When the tide comes in, the force of the waves from the Atlantic Ocean cascades into the facility making it impossible for the fishermen to use. They cannot dock at the port either because the harbour was not dredged properly to facilitate landing and the pier is eight feet higher than their pirogues.
Completed in 2012 at a cost of US$5 million as part of the Port of Galeota Phase 1 Project, the National Energy Corporation (NEC) built the fish landing facility to provide the fishing community of Mayaro and Guayaguayare with a space to carry out fishing-related activities including boat and net repair.
Equipped with fuel, water, ice and cold-storage as well as 25 lockers, washrooms and parking space, the facility is still guarded by security officers on a 24-hour basis even though it is of no use to the fishermen for whom it was built.
In an interview, fisherman Malcolm Lindsay said the fishermen have been unable to dock at the facility because the pier is too high and the force of the waves batters their boats.
Lindsay said the fishermen have no choice but to move their fish landing site a few metres away from where they do not have the comfort of proper lights, clean running water, cold storage for their catch or lockers to store their engines.
“It is really disgusting to know that so much money has been spent and all we can do is watch the port and wish it was better built,” Lindsay said. He noted that there were over 3,000 fishermen in the villages of Ortoire, Grand Lagoon, Church Road, Stone Bright, Plaisance and Guayaguayare, yet there was only one gas station in the Mayaro area.

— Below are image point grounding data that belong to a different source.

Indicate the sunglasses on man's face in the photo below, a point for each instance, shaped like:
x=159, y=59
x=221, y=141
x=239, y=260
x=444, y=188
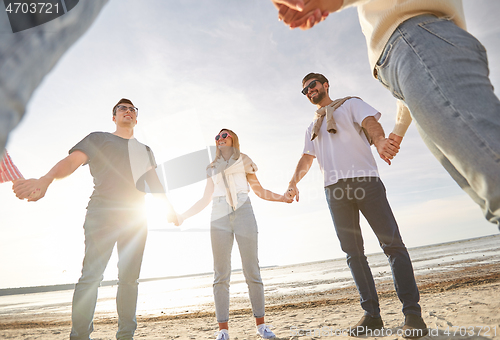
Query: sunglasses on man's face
x=223, y=135
x=310, y=86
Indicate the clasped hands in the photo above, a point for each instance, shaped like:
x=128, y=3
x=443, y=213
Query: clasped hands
x=388, y=148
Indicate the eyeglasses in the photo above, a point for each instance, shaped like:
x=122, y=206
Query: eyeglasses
x=310, y=86
x=126, y=108
x=222, y=136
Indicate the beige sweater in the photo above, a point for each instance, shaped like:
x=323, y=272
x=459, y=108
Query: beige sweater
x=379, y=19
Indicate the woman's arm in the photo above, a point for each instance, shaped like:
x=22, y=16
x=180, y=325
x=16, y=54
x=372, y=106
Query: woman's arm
x=201, y=204
x=263, y=193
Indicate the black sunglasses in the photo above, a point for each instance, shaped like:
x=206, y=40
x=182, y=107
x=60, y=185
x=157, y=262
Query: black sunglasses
x=310, y=86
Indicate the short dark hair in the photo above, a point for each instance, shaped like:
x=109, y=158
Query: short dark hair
x=123, y=100
x=318, y=76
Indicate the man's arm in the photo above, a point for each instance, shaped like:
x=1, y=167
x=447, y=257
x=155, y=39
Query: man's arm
x=34, y=189
x=303, y=167
x=264, y=193
x=200, y=204
x=386, y=148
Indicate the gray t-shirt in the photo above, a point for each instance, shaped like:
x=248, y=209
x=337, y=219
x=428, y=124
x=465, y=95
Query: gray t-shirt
x=120, y=168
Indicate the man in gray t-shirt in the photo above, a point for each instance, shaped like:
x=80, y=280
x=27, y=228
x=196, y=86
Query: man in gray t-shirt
x=123, y=171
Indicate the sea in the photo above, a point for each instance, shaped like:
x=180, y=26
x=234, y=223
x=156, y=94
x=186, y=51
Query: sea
x=193, y=293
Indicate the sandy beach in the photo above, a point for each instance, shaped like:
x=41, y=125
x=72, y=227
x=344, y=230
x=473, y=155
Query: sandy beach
x=462, y=304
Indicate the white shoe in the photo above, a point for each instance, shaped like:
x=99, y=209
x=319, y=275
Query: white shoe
x=222, y=335
x=265, y=331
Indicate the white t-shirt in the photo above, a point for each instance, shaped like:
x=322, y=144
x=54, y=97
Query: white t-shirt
x=347, y=153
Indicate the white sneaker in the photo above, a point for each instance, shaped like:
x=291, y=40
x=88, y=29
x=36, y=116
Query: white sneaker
x=265, y=331
x=222, y=335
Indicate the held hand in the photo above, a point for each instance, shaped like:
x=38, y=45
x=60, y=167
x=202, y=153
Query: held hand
x=31, y=189
x=292, y=192
x=286, y=199
x=172, y=217
x=311, y=13
x=387, y=149
x=297, y=5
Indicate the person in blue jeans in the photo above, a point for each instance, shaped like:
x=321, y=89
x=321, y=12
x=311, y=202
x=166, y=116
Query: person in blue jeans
x=438, y=72
x=339, y=137
x=121, y=167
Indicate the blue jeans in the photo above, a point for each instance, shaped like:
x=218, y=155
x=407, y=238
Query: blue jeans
x=128, y=230
x=441, y=72
x=228, y=224
x=27, y=56
x=346, y=199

“We already facing real problems because we cannot afford gas and now we cannot even get gas for our boats because all of us fishermen have to fight up with regular motorists to get gas. They are killing fishing in these villages,” Lindsay said.

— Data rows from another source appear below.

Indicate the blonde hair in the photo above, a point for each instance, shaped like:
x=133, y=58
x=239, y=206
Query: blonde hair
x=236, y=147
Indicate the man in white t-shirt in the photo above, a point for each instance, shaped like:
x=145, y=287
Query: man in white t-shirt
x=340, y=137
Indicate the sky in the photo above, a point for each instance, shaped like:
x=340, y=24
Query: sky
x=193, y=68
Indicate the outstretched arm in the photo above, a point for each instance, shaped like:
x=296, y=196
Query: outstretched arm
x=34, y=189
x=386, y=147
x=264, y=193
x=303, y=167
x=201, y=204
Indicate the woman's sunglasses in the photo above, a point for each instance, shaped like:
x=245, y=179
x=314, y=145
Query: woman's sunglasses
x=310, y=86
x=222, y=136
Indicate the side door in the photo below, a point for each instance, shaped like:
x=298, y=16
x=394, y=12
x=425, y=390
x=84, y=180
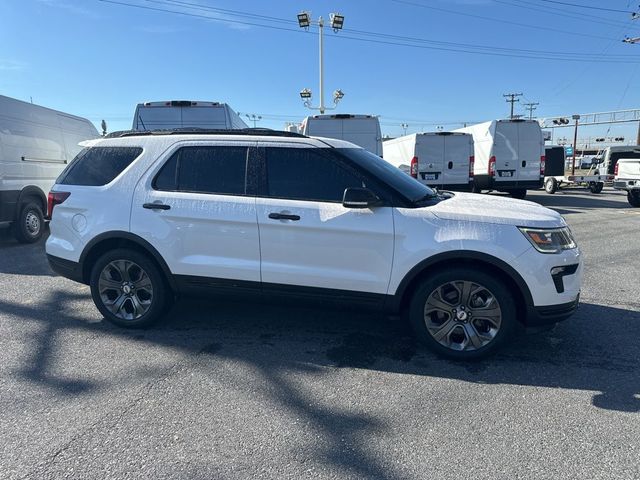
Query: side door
x=457, y=152
x=197, y=209
x=530, y=151
x=430, y=153
x=505, y=149
x=307, y=237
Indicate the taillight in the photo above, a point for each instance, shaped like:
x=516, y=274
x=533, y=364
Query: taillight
x=414, y=167
x=55, y=198
x=492, y=167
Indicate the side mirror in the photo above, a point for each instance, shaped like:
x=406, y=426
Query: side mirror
x=359, y=198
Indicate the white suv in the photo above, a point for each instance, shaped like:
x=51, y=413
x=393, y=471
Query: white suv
x=144, y=217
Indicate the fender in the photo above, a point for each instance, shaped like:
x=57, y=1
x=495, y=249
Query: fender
x=33, y=191
x=139, y=241
x=460, y=255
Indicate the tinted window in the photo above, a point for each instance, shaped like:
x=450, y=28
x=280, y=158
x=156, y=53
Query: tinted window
x=392, y=176
x=205, y=170
x=302, y=174
x=95, y=166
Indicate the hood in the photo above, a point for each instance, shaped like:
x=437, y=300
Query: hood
x=493, y=209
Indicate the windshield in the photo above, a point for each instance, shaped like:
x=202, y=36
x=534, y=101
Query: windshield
x=407, y=186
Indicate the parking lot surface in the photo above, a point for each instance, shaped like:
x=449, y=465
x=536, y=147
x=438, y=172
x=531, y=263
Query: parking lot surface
x=238, y=391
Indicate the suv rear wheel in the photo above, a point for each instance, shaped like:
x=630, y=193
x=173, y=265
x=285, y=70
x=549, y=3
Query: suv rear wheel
x=633, y=197
x=29, y=224
x=462, y=313
x=128, y=288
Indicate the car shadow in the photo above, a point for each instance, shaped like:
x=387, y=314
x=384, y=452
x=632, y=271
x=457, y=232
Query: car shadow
x=596, y=351
x=23, y=258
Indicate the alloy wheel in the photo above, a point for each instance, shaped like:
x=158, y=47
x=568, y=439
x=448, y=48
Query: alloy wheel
x=462, y=315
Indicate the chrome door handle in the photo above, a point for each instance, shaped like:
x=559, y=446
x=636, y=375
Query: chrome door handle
x=284, y=216
x=156, y=206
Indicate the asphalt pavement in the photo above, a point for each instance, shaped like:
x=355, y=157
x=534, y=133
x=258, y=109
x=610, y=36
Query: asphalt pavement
x=250, y=391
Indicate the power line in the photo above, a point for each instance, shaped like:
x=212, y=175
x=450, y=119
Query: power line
x=511, y=98
x=404, y=41
x=531, y=107
x=604, y=9
x=374, y=34
x=562, y=13
x=501, y=21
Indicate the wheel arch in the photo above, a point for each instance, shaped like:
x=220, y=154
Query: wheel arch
x=31, y=191
x=488, y=263
x=119, y=239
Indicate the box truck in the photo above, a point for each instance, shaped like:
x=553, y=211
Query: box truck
x=363, y=130
x=186, y=114
x=440, y=159
x=557, y=175
x=509, y=156
x=36, y=143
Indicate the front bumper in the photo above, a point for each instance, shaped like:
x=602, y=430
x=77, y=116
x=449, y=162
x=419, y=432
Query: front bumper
x=550, y=314
x=623, y=184
x=66, y=268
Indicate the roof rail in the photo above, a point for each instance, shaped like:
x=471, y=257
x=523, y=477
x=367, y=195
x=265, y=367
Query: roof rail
x=266, y=132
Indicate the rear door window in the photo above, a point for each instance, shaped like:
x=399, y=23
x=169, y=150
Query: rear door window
x=97, y=166
x=213, y=169
x=303, y=174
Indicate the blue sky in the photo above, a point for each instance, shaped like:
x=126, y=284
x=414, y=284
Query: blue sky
x=98, y=59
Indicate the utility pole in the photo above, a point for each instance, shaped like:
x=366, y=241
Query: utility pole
x=254, y=118
x=575, y=144
x=511, y=98
x=531, y=107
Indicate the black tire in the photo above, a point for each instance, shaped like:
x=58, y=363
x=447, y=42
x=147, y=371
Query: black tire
x=550, y=185
x=440, y=286
x=596, y=187
x=139, y=306
x=29, y=224
x=633, y=197
x=519, y=193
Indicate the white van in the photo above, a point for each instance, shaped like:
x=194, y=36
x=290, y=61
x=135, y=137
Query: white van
x=36, y=143
x=439, y=159
x=363, y=130
x=186, y=114
x=509, y=156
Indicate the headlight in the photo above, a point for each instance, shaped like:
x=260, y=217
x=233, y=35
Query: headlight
x=549, y=240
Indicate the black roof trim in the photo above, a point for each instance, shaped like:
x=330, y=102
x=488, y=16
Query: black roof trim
x=265, y=132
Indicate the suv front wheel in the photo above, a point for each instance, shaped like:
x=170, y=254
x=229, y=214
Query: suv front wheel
x=462, y=313
x=128, y=288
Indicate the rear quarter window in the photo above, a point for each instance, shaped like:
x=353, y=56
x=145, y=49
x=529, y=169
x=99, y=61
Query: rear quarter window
x=97, y=166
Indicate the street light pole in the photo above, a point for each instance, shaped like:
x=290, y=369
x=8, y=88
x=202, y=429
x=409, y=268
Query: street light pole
x=336, y=22
x=575, y=144
x=320, y=30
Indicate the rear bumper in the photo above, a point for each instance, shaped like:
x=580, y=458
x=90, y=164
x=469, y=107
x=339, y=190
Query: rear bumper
x=625, y=184
x=66, y=268
x=8, y=203
x=485, y=182
x=550, y=314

He noted that fishermen were being exploited by fish vendors who pay minimal prices for fish because of the lack of cold storage facilities.
Carol Ravello, one of the few fisherwomen in the area, said if there were cold storage facilities, the fishermen could store their fish and get a reasonable price. However, because they were afraid that the fish could spoil in their hands, Ravello said the fishermen often sell their catch cheaply.

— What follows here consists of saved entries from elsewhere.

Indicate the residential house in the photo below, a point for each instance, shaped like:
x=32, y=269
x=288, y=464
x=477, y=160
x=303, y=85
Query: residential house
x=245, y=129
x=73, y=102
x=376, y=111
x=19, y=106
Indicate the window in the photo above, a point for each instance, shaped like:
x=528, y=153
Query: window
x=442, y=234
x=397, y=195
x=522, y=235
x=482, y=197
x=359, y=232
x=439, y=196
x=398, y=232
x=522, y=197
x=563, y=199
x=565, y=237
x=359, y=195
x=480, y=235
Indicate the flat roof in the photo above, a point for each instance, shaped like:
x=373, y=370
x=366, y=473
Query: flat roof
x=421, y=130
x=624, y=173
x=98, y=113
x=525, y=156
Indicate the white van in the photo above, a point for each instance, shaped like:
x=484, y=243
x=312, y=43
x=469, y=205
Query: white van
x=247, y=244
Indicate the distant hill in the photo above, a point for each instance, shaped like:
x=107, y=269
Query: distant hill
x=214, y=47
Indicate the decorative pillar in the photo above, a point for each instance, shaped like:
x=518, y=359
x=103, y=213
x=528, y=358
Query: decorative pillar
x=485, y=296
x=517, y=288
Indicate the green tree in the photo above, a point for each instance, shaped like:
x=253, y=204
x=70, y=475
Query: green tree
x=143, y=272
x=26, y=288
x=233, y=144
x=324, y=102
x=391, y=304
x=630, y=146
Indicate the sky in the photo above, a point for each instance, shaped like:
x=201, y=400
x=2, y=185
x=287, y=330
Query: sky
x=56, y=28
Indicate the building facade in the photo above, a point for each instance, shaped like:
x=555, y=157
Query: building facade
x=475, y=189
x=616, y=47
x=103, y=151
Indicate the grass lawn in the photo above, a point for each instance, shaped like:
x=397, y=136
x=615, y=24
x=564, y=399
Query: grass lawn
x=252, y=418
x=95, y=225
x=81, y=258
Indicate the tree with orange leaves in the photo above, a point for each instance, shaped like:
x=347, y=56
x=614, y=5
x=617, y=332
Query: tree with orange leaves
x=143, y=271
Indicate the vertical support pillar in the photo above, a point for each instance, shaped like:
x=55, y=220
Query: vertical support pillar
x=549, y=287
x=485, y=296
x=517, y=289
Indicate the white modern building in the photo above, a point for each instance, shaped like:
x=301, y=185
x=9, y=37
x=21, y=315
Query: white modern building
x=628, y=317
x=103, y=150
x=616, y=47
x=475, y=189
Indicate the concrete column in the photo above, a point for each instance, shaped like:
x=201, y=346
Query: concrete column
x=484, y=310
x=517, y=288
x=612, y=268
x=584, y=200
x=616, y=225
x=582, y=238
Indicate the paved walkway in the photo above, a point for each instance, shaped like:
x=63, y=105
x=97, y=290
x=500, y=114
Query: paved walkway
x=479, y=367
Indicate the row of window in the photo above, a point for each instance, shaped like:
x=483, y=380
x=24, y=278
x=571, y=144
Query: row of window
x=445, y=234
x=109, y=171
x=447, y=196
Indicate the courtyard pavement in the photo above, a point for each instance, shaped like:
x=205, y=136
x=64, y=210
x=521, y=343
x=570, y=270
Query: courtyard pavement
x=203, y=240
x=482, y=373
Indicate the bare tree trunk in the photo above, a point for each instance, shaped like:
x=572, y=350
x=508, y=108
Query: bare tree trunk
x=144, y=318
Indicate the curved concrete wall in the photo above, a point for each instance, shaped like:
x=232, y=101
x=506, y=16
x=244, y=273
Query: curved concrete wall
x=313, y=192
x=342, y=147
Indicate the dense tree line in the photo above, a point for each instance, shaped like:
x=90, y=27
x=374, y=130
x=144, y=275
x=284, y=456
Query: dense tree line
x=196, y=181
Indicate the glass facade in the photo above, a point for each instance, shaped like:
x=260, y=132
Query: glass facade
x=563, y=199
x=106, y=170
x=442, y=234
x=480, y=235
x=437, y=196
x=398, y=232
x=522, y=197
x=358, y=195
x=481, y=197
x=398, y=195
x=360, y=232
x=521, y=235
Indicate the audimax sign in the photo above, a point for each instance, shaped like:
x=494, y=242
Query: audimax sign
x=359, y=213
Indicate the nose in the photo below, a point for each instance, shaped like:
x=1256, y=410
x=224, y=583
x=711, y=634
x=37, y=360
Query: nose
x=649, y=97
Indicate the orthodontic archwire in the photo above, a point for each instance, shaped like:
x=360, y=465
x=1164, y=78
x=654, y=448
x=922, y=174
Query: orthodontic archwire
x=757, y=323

“Sometimes we don’t get back the money we put in for fishing. Sometimes they pay us $1 for bonito and $10 a pound for carite and they sell carite and king fish back to customers for $25 and $30 a pound. It’s really unfair,” Ravello said. She also noted that bonito could be processed into pet food and burgers rather than being wasted on the beach.
Another fisherman Kir Guy said there were many oil companies in Guayaguayare yet nobody has offered assistance to them. He called for better floodlights in the area where they now dock, as well as a return to regular gas. Guy also said a businessman from the area was selling the ice from the fish landing site which fishermen had no access to.
When contacted, Minister of Agriculture, Land and Fisheries Clarence Rambharat said the facility was officially handed to his ministry in 2017. He said after hearing about the fishermen’s complaints he provided lighting and washroom facilities to the fishermen. However, he said it will cost a further $15 million to reconfigure the facility.
Asked whether the contractor was penalised for building the facility which was now useless to fishermen, Rambharat said no.
“The contractor is not at fault because he built it according to the designs given. Fishermen have never used the facility because the pier is too high. When you pull up to the pier they supposed to be able to step off the boat onto the pier but they can’t because the boat is eight feet below the pier. The waves are too rough for boats to come in,” he explained.
He added that the ministry is looking at ways to remedy the problem.
“It requires a lot of redesign and expenditure. In the interim, I have improved the area by putting in lights, washroom facilities and they could access the existing port if they want to use the lockers or to get ice,” Rambharat said.
He advised the fishermen to speak to their fisheries officer if they have any more problems.